Hay sonrisas que no son de felicidad, sino de un modo de llorar con bondad” —G. Mistral
Dado el debut del curso poco podía figurarme que, además de conocer en hondura y al dedillo las Sagradas Escrituras, ese iba a ser el periodo más inolvidable de toda mi supervivencia escolar que, asimismo, decretó una decisiva dicotomía en mi universo.
Por aquel entonces coexistí con un igual masculino que era la encarnación del mal hecha niño —aseverado textualmente por sus educadores—. Desafiante, respaldado en todo momento por secuaces elegidos a su arbitrio, impartía justicia a su libre criterio y dictaba quién era apto, o no, para pertenecer a la pandilla de los guays conforme a las marcas de sus vestimentas. A pesar de ello, era divertido y poseía ese atractivo que solo se les conceden a los tipos duros que aprisionan un alma frágil.

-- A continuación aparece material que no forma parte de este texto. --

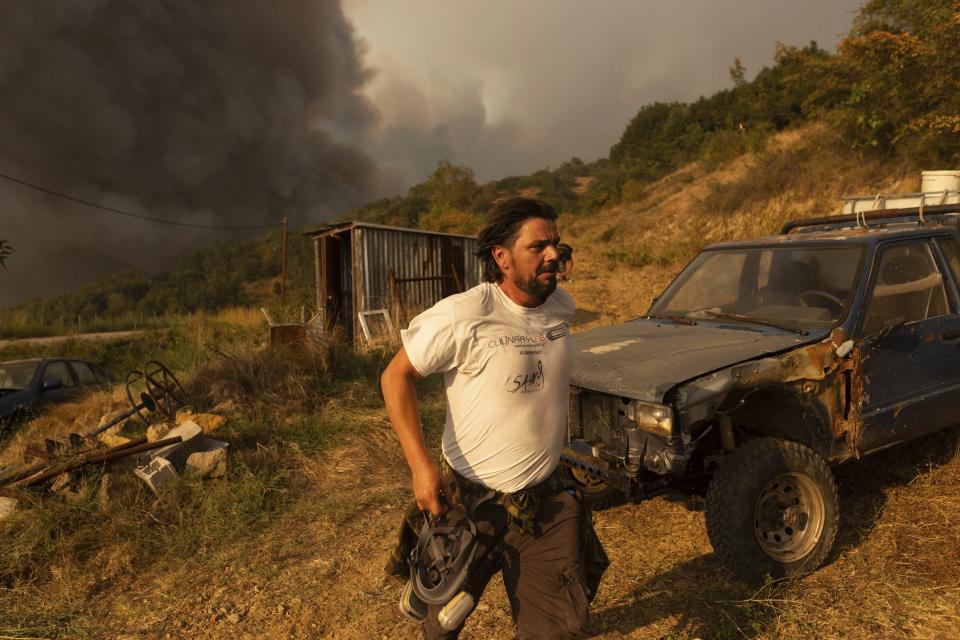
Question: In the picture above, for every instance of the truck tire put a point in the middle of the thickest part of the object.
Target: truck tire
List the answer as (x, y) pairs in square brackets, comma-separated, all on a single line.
[(772, 509)]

Ese gamberrismo, el que nunca entendí ni compartí, se desvanecía cuando me brindaba una fugaz mirada y afloraba una tímida sonrisa que me enloquecía hasta desfallecer y, por suerte para mí, reparó en mi existencia. Debido a mi imperecedera inhabilitación nos era imposible coincidir en el recreo así que se las ingenió para acabar sentado a mi lado en clase compartiendo pupitre, tareas, risas y alguna que otra efímera y casta caricia. Desatendimos estudios y juegos distraídos en descubrir como únicamente a dos niños compete. Yo era su chica y a mí me encantaba serlo. Y así me fueron concedidas mis primeras palabras de amor perfiladas en código morse; nunca unas rayas y unos puntos pudieron expresar tanta ternura y tanta lealtad simuladas entre alguna que otra guarrada para paliar una despedida.

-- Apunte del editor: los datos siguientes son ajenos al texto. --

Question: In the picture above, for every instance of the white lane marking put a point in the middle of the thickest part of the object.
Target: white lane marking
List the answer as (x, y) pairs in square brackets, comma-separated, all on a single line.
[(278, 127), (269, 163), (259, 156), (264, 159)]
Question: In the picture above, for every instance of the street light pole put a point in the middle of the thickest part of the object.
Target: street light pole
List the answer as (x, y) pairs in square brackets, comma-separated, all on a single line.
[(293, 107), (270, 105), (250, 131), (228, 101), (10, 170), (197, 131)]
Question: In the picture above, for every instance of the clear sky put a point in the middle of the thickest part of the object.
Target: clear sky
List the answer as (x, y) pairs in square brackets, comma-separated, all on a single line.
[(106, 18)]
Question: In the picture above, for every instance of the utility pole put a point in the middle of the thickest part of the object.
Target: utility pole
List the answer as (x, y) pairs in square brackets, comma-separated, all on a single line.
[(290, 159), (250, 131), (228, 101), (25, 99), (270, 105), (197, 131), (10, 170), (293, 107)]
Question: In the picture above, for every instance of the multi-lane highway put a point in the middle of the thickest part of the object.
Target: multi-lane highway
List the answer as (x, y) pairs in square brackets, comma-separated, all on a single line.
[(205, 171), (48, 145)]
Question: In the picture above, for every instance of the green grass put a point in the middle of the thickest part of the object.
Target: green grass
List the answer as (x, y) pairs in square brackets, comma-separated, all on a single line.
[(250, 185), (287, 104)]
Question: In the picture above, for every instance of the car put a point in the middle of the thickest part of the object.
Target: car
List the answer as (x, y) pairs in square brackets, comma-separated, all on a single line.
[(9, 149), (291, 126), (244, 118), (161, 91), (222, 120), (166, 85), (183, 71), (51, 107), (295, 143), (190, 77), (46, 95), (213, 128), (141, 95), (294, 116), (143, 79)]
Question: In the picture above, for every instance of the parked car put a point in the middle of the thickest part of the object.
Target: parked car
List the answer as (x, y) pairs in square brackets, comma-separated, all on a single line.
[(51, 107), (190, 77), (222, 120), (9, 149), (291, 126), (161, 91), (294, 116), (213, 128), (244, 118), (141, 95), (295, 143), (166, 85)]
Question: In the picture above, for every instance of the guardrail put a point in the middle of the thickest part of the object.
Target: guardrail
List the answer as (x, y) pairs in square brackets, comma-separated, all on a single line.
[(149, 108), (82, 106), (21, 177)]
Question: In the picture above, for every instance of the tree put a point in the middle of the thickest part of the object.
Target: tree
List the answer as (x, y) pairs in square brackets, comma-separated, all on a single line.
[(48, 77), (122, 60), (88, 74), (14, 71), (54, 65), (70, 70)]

Él era el eterno castigado mirando hacia la pared, que transcurrido un instante desobedecía para volver al pupitre y retomar nuestras finezas. Y en esas estábamos, ajenos a todo acontecer que no fuéramos nosotros mismos, cuando advertí acercarse por detrás de él a una enfurecida Hermana Luisa. Sin mediar palabra lo agarró firmemente y, ante el desconcierto de todos, le propinó la paliza más brutal y despiadada que jamás me he visto obligada a presenciar. Entre golpes lo devolvió al rincón, lo arrodilló, le atizó un sonoro coscorrón contra la pared y con dos tremendas bofetadas como traca final se aseguró que no volviera a moverse.
Petrificada en mi sitio esperaba mi turno para percibir mi correctivo punitivo delante de mis compañeros pero, para asombro mío, la buena señora se atusó las vestiduras y retomó la lección como si nada hubiera acontecido.

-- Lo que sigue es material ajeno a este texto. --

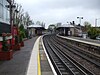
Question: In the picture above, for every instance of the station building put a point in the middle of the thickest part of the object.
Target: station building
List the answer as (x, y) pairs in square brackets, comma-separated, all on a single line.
[(35, 30), (4, 17)]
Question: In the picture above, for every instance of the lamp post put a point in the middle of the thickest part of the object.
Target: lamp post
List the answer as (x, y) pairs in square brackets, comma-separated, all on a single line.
[(80, 32), (11, 6), (96, 21), (80, 19)]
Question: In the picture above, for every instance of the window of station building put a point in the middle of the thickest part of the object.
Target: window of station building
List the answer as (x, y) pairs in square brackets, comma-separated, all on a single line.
[(1, 9)]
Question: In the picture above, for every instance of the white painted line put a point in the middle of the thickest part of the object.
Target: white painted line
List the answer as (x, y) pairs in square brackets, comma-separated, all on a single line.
[(51, 65), (33, 63)]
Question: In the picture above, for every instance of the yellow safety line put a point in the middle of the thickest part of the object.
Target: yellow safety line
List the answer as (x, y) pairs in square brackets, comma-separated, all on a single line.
[(39, 66)]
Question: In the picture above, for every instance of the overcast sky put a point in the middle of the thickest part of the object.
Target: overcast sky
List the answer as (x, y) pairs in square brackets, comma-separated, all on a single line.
[(54, 11)]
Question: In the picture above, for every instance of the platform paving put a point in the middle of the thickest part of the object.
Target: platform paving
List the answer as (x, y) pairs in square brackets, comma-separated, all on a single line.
[(20, 62), (45, 66)]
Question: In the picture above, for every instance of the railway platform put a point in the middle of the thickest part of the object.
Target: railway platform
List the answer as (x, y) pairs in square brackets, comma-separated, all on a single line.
[(30, 60)]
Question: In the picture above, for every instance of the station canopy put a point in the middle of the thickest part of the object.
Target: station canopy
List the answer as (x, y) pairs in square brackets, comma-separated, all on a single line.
[(36, 26)]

Incapaz de asimilar lo ocurrido, no me atrevía ni a respirar y transcurridos unos minutos, me envalentoné a mirar hacia el rincón del castigo donde permanecía inmóvil su maltratado cuerpo. Paulatinamente giró su rostro hacia mí, con lágrimas contenidas me dedicó una íntima sonrisa la que correspondí a duras penas. Admiré como una solitaria gota recorría sus facciones. El suyo era un llanto seco, de sollozo discreto con profundo desconsuelo del que brota desde las entrañas de legítimo decoro, retumbando en lo más hondo de mí su desgarrado grito en el máximo omnímodo de los enmudecimientos.
Y de ahí nace el porqué de una mis divisiones de la humanidad: los que tienen un bonito llorar y los que no. Observando a una persona en su llanto he profundizado más en ella que de cualquier otro modo porque una lágrima ofrece siempre una veracidad.
En este tiempo que vivimos, de pensamiento casi único, en el que la gran mayoría dividen al mundo en tanto tienes tanto eres, lo diferente se hace mucho más especial.
Me gusta la gente que se sale de la normalidad, que crea su propia forma de entender al mundo… conozco hasta quien ha creado su propio idioma, ¿no es fascinante?
Shhh, calle, calle… que en maño igual ya no pero en bengalé fijo que averiguamos lo del huevo batido. No se me impaciente que la mantendré documentada.